Professional writers benefit from typing speeds of 70–100+ WPM, primarily because speed reduces the friction between thinking and output. Many experienced journalists type well above 80 WPM — not as a formal requirement but as a natural consequence of writing for many hours each day over years.

Software developers

Counterintuitively, typing speed is less critical in programming than in prose writing. Studies of professional developers suggest they spend only 20–30% of working time actively typing code. The bottleneck is thinking, not transcription. That said, developers typically type at 60–80 WPM and benefit from higher speeds when writing documentation, emails, and comments.

How to Improve Your Typing Speed

The most reliable interventions for improving typing speed are:

  • Learn touch typing properly. Using all ten fingers without looking at the keyboard is the highest-leverage single change most non-touch-typists can make. It requires significant initial slowdown (3–6 weeks of feeling slower) before speed surpasses the previous level.
  • Practice with purpose, not just volume. Typing fast in casual use does not improve speed much. Deliberate practice — typing difficult words, targeting weak finger pairs, using structured typing lessons — produces faster gains.
  • Fix accuracy first. Practising at high speed with many errors reinforces bad habits.

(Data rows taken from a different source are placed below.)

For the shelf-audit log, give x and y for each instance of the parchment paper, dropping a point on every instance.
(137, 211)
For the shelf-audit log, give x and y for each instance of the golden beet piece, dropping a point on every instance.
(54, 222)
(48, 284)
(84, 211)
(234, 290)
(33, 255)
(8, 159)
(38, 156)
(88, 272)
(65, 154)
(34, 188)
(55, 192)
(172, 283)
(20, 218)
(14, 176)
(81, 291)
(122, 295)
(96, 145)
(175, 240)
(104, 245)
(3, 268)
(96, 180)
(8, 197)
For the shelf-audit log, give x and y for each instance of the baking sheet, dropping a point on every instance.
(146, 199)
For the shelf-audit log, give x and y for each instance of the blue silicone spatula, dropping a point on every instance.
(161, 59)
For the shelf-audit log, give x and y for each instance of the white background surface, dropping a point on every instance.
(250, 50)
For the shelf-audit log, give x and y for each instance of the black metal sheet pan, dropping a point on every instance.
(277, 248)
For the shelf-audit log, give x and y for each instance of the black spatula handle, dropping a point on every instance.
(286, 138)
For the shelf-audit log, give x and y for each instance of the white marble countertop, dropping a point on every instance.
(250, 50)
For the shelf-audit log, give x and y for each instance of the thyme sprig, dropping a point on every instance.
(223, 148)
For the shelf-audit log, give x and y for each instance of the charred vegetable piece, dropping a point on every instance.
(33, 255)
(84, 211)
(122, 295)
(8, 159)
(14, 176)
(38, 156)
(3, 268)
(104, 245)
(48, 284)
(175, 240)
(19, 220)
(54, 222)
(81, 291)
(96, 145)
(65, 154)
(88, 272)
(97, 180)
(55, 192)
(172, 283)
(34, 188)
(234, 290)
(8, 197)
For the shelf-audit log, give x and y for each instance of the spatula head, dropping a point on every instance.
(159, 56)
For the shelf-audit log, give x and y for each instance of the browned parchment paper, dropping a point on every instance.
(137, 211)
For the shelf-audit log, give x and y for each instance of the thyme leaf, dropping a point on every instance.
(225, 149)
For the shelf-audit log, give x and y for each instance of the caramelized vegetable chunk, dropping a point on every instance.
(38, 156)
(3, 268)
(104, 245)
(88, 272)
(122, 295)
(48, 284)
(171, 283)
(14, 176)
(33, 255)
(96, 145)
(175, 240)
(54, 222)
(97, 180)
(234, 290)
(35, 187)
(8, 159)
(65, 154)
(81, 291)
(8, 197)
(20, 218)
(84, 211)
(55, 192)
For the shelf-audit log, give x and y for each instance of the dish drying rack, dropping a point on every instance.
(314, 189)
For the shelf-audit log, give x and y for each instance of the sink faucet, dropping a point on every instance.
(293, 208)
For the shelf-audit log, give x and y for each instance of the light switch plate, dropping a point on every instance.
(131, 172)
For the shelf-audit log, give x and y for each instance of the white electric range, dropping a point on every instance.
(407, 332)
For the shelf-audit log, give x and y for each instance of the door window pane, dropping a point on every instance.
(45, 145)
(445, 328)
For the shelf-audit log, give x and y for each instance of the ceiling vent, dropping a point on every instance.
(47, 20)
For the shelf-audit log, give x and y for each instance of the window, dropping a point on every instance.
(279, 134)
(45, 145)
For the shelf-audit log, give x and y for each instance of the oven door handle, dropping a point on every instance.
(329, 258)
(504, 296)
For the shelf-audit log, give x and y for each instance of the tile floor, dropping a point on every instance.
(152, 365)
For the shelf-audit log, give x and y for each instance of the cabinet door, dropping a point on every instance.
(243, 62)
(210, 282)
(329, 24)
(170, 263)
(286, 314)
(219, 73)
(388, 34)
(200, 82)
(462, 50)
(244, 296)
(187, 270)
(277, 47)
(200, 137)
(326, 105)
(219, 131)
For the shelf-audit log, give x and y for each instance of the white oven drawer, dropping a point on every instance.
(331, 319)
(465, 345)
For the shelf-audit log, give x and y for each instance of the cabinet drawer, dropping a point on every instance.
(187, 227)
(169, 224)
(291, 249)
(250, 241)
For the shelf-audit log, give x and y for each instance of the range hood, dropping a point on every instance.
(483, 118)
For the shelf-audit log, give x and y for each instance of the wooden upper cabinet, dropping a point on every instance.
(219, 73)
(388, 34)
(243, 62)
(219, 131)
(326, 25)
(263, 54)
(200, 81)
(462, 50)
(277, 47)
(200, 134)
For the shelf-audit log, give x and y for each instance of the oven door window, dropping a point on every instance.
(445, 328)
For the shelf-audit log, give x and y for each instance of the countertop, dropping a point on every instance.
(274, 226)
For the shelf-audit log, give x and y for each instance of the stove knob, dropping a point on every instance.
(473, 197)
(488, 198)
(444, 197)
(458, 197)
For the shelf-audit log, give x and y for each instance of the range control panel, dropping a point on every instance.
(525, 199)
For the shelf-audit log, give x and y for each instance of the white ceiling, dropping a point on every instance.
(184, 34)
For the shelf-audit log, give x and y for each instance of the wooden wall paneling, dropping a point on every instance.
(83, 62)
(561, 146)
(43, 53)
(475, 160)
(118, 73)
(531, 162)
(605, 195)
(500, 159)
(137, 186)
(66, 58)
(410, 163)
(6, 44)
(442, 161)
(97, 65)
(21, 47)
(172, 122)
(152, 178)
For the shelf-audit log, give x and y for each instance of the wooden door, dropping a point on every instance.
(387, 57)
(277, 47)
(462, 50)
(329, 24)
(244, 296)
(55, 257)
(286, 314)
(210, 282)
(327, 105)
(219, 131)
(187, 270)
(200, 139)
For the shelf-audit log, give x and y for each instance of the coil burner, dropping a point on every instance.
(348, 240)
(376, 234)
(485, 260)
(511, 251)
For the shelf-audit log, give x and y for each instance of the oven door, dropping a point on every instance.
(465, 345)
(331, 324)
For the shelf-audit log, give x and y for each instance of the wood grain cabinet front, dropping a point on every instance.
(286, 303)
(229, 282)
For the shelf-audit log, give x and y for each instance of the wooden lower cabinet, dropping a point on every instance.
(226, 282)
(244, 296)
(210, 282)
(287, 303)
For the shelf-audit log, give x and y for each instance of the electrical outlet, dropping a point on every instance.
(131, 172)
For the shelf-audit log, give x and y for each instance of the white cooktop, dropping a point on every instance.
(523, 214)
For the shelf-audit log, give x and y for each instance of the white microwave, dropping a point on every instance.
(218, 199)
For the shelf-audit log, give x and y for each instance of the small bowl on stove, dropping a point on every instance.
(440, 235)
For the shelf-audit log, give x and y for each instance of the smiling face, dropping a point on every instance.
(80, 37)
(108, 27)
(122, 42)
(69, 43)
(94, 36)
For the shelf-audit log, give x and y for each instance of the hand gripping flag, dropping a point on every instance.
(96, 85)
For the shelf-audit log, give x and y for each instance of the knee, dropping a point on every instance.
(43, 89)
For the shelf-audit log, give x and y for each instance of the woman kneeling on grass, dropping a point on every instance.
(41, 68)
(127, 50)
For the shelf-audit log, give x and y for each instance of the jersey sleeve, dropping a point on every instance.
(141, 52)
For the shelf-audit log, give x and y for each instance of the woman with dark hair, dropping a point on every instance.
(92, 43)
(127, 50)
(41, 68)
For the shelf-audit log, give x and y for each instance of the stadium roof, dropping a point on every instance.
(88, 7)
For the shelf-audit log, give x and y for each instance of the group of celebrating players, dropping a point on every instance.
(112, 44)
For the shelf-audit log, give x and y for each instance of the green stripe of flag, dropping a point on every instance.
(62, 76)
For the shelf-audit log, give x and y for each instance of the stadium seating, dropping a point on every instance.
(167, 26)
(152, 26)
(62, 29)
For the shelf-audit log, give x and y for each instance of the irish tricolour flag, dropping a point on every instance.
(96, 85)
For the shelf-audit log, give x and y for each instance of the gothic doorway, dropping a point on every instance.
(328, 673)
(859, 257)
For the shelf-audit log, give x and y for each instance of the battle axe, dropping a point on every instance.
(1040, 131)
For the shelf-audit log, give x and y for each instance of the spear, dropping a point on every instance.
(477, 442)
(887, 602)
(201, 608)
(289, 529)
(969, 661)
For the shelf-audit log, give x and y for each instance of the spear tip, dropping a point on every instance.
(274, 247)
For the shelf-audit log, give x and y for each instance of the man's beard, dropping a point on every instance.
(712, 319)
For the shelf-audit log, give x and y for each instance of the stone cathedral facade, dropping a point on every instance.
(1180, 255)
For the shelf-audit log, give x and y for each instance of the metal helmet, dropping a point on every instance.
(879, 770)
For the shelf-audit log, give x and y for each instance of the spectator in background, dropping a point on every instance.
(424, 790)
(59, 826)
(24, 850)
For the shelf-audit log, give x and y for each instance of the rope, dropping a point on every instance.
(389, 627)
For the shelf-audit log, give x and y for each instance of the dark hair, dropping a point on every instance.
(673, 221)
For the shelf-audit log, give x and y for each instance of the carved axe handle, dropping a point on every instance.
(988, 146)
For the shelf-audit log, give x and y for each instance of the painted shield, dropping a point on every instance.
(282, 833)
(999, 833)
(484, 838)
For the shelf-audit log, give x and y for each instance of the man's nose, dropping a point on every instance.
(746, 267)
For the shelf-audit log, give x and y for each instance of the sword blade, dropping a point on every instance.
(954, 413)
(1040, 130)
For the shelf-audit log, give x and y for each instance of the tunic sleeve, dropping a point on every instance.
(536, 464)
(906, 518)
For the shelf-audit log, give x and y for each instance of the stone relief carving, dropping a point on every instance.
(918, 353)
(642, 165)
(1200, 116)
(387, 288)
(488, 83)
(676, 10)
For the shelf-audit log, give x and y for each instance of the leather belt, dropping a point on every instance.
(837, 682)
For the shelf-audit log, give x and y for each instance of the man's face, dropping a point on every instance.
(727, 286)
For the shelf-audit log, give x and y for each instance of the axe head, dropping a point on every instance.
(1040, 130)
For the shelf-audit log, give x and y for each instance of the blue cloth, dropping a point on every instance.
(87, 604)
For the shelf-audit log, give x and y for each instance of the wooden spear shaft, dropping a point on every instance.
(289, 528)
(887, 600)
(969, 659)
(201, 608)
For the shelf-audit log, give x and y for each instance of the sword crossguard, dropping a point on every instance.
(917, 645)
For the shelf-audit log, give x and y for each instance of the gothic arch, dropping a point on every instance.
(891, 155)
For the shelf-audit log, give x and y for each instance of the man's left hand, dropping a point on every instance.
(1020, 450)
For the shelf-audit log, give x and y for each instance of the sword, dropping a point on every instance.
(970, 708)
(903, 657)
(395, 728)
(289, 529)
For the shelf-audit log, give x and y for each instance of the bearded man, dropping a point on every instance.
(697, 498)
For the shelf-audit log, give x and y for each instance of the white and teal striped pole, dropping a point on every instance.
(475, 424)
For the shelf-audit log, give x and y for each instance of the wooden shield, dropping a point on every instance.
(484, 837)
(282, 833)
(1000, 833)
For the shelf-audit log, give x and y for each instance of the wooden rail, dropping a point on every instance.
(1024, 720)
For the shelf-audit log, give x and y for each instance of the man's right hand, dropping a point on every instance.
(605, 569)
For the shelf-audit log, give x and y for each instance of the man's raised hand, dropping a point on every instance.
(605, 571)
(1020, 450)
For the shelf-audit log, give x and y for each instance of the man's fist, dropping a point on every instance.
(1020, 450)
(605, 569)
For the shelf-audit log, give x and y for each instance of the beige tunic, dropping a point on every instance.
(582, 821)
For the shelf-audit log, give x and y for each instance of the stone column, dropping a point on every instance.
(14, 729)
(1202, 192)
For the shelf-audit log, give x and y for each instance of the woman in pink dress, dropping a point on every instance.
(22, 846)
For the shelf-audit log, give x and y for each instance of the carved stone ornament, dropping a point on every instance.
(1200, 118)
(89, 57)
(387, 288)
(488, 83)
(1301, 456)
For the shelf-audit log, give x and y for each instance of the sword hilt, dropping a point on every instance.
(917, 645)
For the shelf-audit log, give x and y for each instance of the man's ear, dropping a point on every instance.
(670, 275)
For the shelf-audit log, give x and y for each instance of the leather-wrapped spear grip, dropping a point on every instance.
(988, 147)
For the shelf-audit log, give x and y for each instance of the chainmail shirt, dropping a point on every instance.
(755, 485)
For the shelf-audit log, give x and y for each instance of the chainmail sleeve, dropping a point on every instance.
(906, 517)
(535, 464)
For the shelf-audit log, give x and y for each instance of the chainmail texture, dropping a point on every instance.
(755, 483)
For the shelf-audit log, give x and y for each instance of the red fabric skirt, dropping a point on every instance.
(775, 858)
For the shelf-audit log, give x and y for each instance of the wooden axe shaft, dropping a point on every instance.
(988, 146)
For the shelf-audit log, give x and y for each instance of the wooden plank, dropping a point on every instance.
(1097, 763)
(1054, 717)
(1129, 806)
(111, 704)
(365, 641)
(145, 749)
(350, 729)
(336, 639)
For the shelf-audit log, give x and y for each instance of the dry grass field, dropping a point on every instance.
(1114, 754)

Practise at a speed where you can maintain 97%+ accuracy, then gradually push the ceiling.
  • Use interval training. Short intense sessions (15–30 minutes of focused practice per day) outperform longer, unfocused sessions.

Most adults who practise deliberately for 20–30 minutes per day can expect to increase their typing speed by 10–20 WPM over two to three months. Going from 60 WPM to 80 WPM is achievable; going from 80 WPM to 120 WPM requires substantially more practice and is largely a matter of ceiling-breaking rather than technique correction.

Test your typing speed now →

References

  1. Dhakal, V., et al. (2018). Observations on typing from 136 million keystrokes. Proceedings of CHI 2018.
  2. Salthouse, T.A. (1984). Effects of age and skill in typing. Journal of Experimental Psychology: General, 113(3), 345–371.
  3. Karat, C.M., Halverson, C., Horn, D., & Karat, J. (1999). Patterns of entry and correction in large vocabulary continuous speech recognition systems. Proceedings of CHI 1999.
  4. Feit, A.M., et al. (2016). How we type: Movement strategies and performance in everyday typing. Proceedings of CHI 2016.
  5. US Bureau of Labor Statistics. (2023). Occupational Outlook Handbook: Secretaries and Administrative Assistants.